I am trying to differentiate:
$p_2(u-\ln(\frac{p_2}{p_1}) +1)$ with respect to $p_2$
expanding the brackets I get $p_2u-p_2\ln(p_2)-p_2\ln(p_1)+p_2$
the answer I should be getting is $u-\ln(p_2)-\ln(p_1)$, however I am getting $u-\ln(p_2)-\ln(p_1)+1$, can someone show me where I'm going wrong please? I confirmed the result using wolframalpha too.
Kind Regards
On
When you differentiate the product of two functions you should remember that: $$\frac{d}{dx}(f(x).g(x))=f'(x)g(x)+f(x)g'(x)$$
In your case $f(p_2)=p_2$ and $g(p_2)=ln(p_2)$. So $$\frac{d}{dp_2}(p_2.ln(p_2))=ln(p_2)+ \frac{p_2}{p_2}=ln(p_2)+1$$
You should then get the answer as expected.

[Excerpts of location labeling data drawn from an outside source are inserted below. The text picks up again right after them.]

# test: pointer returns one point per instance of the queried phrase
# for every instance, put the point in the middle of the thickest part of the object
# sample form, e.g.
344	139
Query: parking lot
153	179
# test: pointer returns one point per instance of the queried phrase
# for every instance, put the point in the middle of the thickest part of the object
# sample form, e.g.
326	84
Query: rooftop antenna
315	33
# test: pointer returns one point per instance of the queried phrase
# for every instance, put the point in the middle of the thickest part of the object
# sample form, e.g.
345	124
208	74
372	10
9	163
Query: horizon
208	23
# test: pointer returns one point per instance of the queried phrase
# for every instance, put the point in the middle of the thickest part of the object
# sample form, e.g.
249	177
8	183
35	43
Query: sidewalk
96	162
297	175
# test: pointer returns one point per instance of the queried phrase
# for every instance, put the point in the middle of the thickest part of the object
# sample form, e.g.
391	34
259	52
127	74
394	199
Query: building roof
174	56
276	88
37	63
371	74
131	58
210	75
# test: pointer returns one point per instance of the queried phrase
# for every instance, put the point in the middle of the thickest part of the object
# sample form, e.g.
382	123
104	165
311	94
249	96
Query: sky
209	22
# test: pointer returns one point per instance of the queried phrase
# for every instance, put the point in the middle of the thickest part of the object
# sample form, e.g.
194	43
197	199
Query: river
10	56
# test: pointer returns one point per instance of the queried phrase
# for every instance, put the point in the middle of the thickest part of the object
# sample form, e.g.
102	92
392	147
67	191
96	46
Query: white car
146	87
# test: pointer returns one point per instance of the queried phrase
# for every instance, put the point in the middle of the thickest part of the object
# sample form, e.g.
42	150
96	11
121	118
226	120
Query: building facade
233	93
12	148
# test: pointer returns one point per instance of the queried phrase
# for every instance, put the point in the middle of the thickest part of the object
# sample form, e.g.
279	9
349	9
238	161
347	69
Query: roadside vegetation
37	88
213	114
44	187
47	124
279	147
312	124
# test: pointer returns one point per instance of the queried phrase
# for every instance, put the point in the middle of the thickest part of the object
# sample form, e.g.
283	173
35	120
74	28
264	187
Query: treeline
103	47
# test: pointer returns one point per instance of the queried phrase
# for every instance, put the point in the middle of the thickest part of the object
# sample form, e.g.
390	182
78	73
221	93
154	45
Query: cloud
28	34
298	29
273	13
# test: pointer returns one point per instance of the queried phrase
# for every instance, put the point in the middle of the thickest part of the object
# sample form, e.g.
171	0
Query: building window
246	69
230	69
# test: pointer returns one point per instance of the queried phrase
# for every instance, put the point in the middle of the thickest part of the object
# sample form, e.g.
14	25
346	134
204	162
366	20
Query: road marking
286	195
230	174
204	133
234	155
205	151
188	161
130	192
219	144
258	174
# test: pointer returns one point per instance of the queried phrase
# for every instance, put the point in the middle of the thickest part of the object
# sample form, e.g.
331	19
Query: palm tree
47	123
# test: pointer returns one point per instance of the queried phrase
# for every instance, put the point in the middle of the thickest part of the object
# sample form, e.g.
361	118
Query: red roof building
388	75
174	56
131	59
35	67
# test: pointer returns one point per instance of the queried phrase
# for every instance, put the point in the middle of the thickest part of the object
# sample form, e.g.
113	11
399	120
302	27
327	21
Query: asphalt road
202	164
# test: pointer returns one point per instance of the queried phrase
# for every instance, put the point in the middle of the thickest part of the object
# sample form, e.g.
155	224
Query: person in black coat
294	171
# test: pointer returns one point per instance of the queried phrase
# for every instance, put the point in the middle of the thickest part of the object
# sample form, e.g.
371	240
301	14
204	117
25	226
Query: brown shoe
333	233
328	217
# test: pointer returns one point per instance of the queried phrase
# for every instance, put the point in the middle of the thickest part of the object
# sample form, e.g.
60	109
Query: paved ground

EDIT: there's also a problem with your expansion, maybe a typo. $$-ln(\frac{p_2}{p_1})=-(ln(p_2)-ln(p_1))=ln(p_1)-ln(p_2)$$
We get
$$\frac{\partial}{\partial p_2}p_2\left(\left(u-\ln\left(\frac{p_2}{p_1}\right)+1\right)\right) $$ $$= \frac{\partial}{\partial p_2}(p_2u-p_2\ln(p_2)-p_2\ln(p_1)+p_2) $$ $$=u -(\ln(p_2)+1)+\ln(p_1)+1$$ $$=u-\ln(p_2)+\ln(p_1)$$
Since
$$\frac{\partial}{\partial p_2}p_2\ln(p_2) = 1 \cdot \ln(p_2)+\frac{p_2}{p_2}=\ln(p_2)+1$$ by product rule.